Por ello no puede asombrar el que ayer se lanzara, por enésima ocasión, en contra de prácticamente todo el gremio periodístico del país separando del conjunto apenas a un puñado de individuos a quienes reconoció distintos porque “defienden” a su gobierno.

Sin embargo, no por recurrentes deben dejar de señalarse sus desatinos y, sobre todo, los excesos en los cuales incurre. Sobre todo en este caso, en el que su discurso incumple en grado superlativo las responsabilidades constitucionales y legales que tienen como mandatario, así como los compromisos internacionales del estado mexicano en materia de Derechos Humanos.
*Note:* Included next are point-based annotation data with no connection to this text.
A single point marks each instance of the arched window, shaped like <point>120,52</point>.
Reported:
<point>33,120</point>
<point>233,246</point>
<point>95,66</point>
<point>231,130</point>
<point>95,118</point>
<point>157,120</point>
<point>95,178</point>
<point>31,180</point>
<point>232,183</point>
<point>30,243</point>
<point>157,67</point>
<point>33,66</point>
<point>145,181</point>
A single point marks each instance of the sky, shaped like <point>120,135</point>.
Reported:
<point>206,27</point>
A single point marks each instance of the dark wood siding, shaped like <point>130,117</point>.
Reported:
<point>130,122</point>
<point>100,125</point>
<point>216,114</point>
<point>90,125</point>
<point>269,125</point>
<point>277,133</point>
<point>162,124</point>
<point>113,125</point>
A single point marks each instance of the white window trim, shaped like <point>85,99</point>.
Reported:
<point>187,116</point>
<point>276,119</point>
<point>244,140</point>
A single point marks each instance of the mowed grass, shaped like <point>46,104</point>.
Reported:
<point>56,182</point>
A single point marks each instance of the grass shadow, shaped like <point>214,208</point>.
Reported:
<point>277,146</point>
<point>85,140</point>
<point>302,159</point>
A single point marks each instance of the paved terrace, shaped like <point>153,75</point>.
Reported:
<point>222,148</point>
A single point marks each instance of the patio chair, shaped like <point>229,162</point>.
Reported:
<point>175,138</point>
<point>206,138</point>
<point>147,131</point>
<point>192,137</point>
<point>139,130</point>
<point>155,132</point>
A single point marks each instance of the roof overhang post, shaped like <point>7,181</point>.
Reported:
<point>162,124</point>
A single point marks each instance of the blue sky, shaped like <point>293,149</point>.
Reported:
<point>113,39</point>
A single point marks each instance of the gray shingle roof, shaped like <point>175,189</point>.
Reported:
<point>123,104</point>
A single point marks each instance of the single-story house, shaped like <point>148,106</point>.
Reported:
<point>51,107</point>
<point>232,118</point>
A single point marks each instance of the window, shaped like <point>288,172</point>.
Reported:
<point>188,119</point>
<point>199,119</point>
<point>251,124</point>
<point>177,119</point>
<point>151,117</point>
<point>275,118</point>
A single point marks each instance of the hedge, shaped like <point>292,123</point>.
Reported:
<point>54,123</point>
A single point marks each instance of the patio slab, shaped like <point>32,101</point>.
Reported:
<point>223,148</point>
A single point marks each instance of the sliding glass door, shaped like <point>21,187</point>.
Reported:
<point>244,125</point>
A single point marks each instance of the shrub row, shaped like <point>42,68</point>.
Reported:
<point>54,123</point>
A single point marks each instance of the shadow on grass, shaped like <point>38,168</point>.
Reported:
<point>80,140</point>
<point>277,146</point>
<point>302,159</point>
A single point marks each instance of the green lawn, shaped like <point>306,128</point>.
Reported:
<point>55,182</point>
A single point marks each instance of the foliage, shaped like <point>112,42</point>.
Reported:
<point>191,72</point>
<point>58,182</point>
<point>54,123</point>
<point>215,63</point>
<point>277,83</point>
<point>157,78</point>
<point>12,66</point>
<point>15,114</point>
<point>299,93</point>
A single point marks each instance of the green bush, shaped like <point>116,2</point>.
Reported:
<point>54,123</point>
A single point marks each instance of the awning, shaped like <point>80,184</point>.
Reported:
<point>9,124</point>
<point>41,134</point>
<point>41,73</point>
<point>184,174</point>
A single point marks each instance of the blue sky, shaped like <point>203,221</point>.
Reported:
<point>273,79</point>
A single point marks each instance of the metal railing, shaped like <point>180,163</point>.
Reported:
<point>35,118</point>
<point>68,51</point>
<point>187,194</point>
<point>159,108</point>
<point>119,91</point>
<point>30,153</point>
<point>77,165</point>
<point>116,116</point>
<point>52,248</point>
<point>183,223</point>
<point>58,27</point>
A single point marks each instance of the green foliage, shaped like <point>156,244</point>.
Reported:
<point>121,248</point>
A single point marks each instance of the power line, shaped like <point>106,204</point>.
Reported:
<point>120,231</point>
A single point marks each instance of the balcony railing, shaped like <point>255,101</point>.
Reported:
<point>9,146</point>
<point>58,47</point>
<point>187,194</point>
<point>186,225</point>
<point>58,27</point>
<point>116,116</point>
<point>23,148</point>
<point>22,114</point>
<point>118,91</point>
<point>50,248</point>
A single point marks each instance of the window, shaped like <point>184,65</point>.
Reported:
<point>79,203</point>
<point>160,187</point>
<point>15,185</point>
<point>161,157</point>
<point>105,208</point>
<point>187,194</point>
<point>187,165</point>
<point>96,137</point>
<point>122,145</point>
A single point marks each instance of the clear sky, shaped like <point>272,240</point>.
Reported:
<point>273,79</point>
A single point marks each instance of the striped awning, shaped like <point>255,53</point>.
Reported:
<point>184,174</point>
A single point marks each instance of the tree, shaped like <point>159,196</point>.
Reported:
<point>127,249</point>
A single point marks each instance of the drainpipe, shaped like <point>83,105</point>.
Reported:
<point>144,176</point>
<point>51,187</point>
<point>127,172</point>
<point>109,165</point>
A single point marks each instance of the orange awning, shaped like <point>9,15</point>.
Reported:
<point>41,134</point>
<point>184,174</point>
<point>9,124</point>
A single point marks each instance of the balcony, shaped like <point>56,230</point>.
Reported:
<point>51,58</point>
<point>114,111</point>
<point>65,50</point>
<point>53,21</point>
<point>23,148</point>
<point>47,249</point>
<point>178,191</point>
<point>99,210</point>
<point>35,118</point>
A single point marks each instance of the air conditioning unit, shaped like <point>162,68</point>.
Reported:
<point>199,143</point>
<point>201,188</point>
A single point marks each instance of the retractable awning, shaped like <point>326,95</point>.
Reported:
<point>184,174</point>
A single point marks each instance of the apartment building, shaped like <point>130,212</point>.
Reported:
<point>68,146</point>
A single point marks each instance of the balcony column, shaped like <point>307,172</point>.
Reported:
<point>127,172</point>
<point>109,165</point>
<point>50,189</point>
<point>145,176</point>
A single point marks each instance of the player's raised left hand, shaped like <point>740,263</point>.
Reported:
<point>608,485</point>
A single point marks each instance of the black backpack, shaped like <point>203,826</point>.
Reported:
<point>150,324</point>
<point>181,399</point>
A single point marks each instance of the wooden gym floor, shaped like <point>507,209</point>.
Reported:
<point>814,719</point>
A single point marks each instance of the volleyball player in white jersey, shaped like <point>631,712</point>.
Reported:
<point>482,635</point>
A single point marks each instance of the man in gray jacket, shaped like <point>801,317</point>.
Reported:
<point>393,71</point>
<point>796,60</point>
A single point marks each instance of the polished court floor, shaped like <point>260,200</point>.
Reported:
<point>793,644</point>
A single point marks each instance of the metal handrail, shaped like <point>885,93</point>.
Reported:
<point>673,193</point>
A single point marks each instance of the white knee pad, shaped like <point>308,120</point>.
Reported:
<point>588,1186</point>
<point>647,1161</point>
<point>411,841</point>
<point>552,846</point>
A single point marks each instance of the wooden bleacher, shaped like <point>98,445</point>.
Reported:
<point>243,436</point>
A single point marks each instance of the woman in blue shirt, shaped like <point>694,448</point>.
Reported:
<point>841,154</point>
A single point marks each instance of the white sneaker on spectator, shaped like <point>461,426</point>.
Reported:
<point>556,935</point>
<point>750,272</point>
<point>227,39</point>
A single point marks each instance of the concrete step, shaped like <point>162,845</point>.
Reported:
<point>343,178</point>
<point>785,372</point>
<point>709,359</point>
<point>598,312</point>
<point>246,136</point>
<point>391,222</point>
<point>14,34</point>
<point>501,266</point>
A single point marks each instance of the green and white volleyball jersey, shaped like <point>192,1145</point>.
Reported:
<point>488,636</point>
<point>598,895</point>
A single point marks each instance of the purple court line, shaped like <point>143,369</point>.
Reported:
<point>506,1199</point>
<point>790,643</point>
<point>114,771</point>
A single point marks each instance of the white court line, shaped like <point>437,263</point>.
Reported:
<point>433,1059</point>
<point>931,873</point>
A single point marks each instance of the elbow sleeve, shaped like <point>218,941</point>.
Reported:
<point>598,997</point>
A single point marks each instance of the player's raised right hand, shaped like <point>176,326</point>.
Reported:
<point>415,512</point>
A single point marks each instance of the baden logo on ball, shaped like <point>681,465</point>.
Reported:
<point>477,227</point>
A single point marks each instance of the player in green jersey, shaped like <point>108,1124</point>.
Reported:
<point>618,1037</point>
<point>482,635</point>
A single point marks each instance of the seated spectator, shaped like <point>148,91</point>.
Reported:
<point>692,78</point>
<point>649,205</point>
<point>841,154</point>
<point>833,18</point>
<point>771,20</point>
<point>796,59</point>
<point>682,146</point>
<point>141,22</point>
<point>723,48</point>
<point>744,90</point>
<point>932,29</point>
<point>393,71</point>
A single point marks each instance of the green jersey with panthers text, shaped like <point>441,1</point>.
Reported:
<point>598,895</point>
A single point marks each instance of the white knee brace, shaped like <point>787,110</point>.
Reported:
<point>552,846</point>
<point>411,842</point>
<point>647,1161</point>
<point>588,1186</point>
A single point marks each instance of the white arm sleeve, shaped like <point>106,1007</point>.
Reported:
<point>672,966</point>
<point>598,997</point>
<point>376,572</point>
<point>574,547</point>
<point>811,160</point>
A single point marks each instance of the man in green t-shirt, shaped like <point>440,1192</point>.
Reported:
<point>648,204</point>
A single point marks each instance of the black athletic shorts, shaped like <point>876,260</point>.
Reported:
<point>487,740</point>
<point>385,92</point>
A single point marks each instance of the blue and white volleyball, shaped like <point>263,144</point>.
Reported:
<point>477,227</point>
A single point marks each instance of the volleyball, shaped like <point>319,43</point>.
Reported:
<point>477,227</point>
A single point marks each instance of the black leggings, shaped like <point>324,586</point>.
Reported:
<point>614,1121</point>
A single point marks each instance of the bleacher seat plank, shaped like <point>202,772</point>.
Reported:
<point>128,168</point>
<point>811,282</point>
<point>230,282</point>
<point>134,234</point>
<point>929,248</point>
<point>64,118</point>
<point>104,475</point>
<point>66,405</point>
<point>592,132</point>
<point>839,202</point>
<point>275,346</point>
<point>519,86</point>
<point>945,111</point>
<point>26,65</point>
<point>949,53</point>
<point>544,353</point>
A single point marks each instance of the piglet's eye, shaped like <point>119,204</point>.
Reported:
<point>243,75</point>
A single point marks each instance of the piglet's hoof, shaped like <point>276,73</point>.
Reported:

El discurso estigmatizante del Presidente en contra de la prensa que le disgusta -porque no lo defiende- no solamente representa una falta a sus obligaciones legales. También genera condiciones de riesgo para los periodistas mexicanos, de por sí expuestos a niveles de violencia que no existe incluso en países que se encuentran en guerra.

Los periodistas entendemos y asumimos los riesgos de la profesión que hemos decidido abrazar. No nos sorprende que desde el poder público se descalifique nuestro trabajo o se instigue a la violencia en nuestra contra. Lo han hecho siempre, gobernantes de todos los signos ideológicos"

No se trata de un ejercicio “inocente” de la libertad de expresión, ni de lo que eufemísticamente López Obrador llama “su derecho de réplica”. Se trata de la alimentación irresponsable del clima de violencia que priva en el país y que no ha disminuido -antes ha aumentado- durante su gobierno.

López Obrador, está muy claro a estas alturas, no habla para todo mundo en sus “mañaneras”. Le habla a “su público”, a su audiencia, a quienes sí “le defienden” y en ese sentido alocuciones como las de ayer constituyen una instigación directa y sin maquillajes para que sus seguidores “actúen” en contra de la prensa que le disgusta.

Los ejemplos de cómo se traducen las expresiones del Presidente en agresiones concretas, en contra de los comunicadores que él condena desde su atril, son múltiples y han sido denunciadas por diversas organizaciones defensoras del derecho a la libertad de expresión.

Los periodistas -no solamente los mexicanos, sino los del mundo entero- entendemos y asumimos los riesgos de la profesión que hemos decidido abrazar. No nos sorprende que desde el poder público se descalifique nuestro trabajo o se instigue a la violencia en nuestra contra. Lo han hecho siempre, gobernantes de todos los signos ideológicos.

Nos preocupa, sin embargo, la virulencia con la cual, un gobierno que pregona ser impulsor de un proyecto que busca transformar la realidad nacional, exhiba tales niveles de intolerancia a la crítica. Así no se alimenta ni se fortalece la democracia sino al contrario: se construye el clima ideal para que en su lugar se instale el autoritarismo.